Lalu gue teringat sama koleksi pakaian adek gue di rumah. Soal fashion dia emang jauh lebih beradab. Ukuran pakaian kami juga sama. Belum lagi dia kan masih di asrama selama pendidikan. Otak cemerlang gue berkata bahwa gue harus memanfaatkan kondisi ini. Alhasil, berkat pakaian ‘pinjaman’, penampilan gue berubah jadi lebih gaul dan berkharisma.

Selain pakaian, gue juga lebih mementingkan kebersihan diri. Kalo ini sih udah diajarkan orangtua gue sedari kecil, cuma dulu gue ngga terlalu peduli. Sekarang, gue udah menerapkan mandi dua hari sekali (kalo ada kelas pagi), menggunting kuku tiap minggu, cuci muka pake sabun muka (iya, sebelumnya pake sabun badan), rutin cukuran, dan hal-hal kecil lain.

Mantap, gue merasa jadi ganteng maksimal sekarang.

Sampai akhirnya ada satu kejadian yang mengusik rasa percaya diri gue.

Jadi, beberapa waktu lalu gue lagi ada di angkot buat ke kampus. Karena mau praktikum, maka saat itu gue berpakaian lebih rapi dan wangi dari biasanya. Ngga lupa menguncir rambut gondrong gue biar makin klimis.

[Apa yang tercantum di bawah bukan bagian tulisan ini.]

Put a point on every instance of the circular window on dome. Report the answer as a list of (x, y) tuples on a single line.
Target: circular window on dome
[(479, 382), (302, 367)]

Sesaat kemudian naiklah tiga orang cewek ke dalam angkot yang gue tumpangi. Dan mulai memberisiki suasana dengan obrolan heboh mereka. Untungnya kampus gue udah deket, jadi gue ngga harus lama dengerin mereka. Namun, ternyata mereka juga bersiap mau turun. Kayaknya sih kami sekampus. Berhubung gue lelaki gentle, jadinya gue biarkan mereka turun lebih dulu.

Setelah gue turun dan membayar angkot, di gerbang kampus gue ketemu lagi sama tiga orang cewek tadi. Posisi mereka jalan berjejer tiga di depan gue. Jalannya lambat banget, mana sambil ngerumpi lagi. Samar gue bisa mendengar apa isi pembicaraan mereka.

“Eh, cowok yang barusan lumayan juga ya.” kata cewek 1.

“Yang mana? Yang di angkot tadi?” tanya cewek 2.

“Iya” jawab cewek 1.

Fix mereka lagi ngomongin gue nih, karena kan di angkot tadi gue penumpang cowok satu-satunya.

“Iya sih, walau gondrong, tapi lumayan lah.” tambah cewek 2.

Hidung gue mulai kembang kempis saudara-saudara.

“Mana bersih sama wangi lagi. Tadi kan gue di sebelahnya, wanginya enak banget.” kata cewek 2 lagi.

Badan gue berasa enteng banget. Udah mau terbang aja rasanya.

“Eh, tapi tau nggak?” si cewek 3 tiba-tiba ikut nimbrung. “Itu tuh tipe cowok metroseksual gitu.” tambahnya lagi.


Perasaan gue mulai ngga enak nih.

“Emang kenapa kalo metroseksual?” tanya si cewek 2.

“Iih, biasanya kan cowok metroseksual itu gay tau.” kata si cewek 3 lagi.

Taiburung!

“Yah, sayang banget ya, sekalinya ada yang keren malah gay.” ujar si cewek 1.

Taiburung!

Sembari berjalan, dalam hati gue terus mengutuk ucapan si cewek 3. Gue rasa selama ini dia kebanyakan baca majalah bekas. Tolonglah, walau gue berpenampilan rapi, tapi gue masih normal. Ketertarikan gue tetap ke cewek-cewek unyu.

Kayaknya emang lagi apes aja gue saat itu, giliran mau mengubah penampilan jadi lebih bener, malah di kira gay.
Apa-apaan.

Wahai kaos oblong, jeans gombrong, dan sepatu butut, bersiaplah!
Mungkin sudah saatnya kalian kembali digunakan.